The Qinghai-Tibet Railway finally went into operation on July 1, ending the history of Tibet having no rail linkage to the other parts of China. But prior to this tremendous achievement China has actually come a long way in the face of many difficulties and setbacks.
China began building the Sichuan-Tibet and Qinghai-Tibet highways on May 25, 1951 just three days after the central government and the local Tibetan authorities signed the Agreement on Peaceful Liberation of Tibet.
In 1956, two years after the two roads were completed, the Ministry of Railway started to plan the rail link with Tibet since highway transportation had limits in freight volume and was expensive. For the first time the Qinghai-Tibet Railway was put on the central government's agenda.
In 1960 a full preliminary design and partial survey of the Xining-Golmud section of the new link was completed.

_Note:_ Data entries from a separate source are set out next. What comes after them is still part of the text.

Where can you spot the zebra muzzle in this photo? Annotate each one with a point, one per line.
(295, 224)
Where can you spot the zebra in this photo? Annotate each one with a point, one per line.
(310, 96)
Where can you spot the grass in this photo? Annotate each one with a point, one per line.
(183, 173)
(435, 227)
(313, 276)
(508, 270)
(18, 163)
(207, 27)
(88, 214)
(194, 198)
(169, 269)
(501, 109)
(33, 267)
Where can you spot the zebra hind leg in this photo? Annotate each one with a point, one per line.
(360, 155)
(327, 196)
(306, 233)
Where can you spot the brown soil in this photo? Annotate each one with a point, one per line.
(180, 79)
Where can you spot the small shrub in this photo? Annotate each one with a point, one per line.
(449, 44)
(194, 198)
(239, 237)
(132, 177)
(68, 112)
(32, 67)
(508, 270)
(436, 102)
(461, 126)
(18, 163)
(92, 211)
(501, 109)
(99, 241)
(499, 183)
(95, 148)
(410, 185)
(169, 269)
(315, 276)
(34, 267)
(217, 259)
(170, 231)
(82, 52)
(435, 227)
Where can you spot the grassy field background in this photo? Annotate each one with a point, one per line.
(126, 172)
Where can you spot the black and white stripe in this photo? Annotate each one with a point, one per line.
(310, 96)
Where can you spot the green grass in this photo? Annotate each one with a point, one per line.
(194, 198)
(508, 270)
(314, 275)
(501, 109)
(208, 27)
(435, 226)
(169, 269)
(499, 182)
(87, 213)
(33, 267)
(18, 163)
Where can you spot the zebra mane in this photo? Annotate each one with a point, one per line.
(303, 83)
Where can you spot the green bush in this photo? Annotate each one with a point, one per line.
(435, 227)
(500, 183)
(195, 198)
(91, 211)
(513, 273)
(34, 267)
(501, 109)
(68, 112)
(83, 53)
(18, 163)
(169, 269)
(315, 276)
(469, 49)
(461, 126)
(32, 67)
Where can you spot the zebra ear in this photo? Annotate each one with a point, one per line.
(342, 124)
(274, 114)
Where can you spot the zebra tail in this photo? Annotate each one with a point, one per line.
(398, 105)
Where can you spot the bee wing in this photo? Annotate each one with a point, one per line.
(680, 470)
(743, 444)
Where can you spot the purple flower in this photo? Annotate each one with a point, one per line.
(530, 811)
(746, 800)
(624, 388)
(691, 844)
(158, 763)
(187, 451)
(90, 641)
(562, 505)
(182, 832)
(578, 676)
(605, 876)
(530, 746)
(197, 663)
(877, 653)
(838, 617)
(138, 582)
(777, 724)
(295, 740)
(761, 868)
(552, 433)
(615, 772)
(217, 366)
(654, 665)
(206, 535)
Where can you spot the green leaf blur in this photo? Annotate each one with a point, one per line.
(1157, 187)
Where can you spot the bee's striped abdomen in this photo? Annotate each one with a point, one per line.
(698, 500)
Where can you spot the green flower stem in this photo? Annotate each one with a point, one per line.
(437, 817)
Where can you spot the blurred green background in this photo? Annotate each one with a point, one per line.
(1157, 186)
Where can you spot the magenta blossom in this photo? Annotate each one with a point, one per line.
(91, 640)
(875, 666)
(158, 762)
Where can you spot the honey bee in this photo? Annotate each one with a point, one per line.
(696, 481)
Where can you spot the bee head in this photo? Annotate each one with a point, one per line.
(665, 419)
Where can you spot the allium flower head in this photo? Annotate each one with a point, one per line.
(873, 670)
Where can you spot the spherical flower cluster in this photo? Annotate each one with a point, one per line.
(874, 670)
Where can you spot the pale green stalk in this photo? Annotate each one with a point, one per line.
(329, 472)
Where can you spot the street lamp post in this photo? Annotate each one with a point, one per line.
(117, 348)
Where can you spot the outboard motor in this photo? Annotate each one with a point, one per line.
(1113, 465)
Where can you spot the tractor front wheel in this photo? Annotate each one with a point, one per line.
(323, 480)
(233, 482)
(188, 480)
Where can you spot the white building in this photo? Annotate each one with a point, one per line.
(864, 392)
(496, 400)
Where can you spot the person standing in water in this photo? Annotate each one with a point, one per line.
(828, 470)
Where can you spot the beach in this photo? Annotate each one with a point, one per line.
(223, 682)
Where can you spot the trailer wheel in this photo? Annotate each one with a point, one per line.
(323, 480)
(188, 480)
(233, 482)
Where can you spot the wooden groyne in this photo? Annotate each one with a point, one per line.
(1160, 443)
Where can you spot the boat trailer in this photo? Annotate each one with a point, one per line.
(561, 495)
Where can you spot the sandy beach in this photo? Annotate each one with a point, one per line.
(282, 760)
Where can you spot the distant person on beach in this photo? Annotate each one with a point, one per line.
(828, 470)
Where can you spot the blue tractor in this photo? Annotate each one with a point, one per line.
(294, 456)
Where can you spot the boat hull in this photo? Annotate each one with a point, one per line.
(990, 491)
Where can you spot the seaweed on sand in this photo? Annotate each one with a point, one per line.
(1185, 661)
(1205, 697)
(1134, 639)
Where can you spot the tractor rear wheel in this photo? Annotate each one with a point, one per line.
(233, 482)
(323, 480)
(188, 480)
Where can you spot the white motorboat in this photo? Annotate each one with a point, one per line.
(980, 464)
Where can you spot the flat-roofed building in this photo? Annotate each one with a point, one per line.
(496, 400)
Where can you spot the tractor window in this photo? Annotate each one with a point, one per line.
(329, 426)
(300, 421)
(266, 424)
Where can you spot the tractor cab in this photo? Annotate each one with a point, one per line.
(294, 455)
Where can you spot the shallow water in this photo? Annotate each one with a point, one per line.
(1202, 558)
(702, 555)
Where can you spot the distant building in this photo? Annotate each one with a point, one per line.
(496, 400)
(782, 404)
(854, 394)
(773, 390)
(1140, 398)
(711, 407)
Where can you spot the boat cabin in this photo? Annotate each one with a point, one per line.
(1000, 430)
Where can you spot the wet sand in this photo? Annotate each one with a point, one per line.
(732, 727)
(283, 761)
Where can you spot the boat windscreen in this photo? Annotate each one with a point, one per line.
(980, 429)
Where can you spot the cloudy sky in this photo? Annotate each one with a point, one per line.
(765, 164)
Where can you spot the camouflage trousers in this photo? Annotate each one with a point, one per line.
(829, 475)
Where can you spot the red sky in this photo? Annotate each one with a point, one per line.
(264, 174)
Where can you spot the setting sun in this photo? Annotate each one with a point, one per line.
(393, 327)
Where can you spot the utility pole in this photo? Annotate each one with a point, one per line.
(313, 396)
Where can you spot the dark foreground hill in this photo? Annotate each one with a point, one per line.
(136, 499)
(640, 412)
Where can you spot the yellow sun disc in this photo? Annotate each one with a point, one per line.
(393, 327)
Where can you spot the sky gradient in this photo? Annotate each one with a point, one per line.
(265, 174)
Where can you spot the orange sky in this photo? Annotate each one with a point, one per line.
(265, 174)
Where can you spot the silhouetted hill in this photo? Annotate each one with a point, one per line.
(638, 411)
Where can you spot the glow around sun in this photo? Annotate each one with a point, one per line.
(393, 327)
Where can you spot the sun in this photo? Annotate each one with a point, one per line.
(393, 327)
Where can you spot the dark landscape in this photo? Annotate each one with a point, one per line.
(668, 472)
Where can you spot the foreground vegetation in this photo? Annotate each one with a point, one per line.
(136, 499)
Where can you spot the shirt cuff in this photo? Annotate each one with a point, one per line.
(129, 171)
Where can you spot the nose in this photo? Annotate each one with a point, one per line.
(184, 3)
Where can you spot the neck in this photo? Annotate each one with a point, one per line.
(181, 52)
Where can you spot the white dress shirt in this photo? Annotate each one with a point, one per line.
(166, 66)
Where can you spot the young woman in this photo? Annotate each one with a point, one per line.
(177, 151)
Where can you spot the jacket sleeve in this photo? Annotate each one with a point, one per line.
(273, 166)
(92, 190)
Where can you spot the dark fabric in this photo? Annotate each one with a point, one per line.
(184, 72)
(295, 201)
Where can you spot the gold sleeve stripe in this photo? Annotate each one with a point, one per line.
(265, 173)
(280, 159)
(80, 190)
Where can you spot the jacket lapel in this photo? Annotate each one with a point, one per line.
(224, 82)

The track-laying of the 97-kilometer-long section between Xining-Haiyan was finished in November that year.
However, the project had to be suspended due to natural disasters which occurred between 1959-61 and involved widespread famine throughout China.
In December 9, 1973, the late Chairman Mao Zedong (1893-1976) said China was going to build the Qinghai-Tibet Railway when he met the then Nepal King Birendra. In March 1974, construction on the Xining-Golmud section resumed.
The laying of track was completed in 1979 and the Xining-Golmud stretch went into operation in 1984.
However, the Golmud-Lhasa section of the Qinghai-Tibet Railway was suspended again in August 1978 as a result of technical problems caused by frozen ground on the high plateaus. Meanwhile building a railway into Tibet from Yunnan or Sichuan provinces was also under discussion.
But in 1994 the Third National Conference on Work in Tibet was held in Beijing and the call went out for the nation to make ready for a return to Qinghai-Tibet Railway project.
The Ministry of Railway undertook a vast survey on different routes to Tibet from Qinghai, Gansu, Sichuan and Yunnan provinces. In 2000 it was felt that the Qinghai-Tibet route was the best option and a recommendation went to central government.
In December 2000, the Ministry of Railway submitted the Qinghai-Tibet Railway project to the then State Planning Commission – now the National Development and Reform Commission. Soon after the commission submitted an official report to the State Council for approval.
In February 8, 2001, the State Council held the 105th premiers' work meeting and listened to a report by the State Planning Commission on the construction of the Qinghai-Tibet Railway. The meeting gave their approval to the project.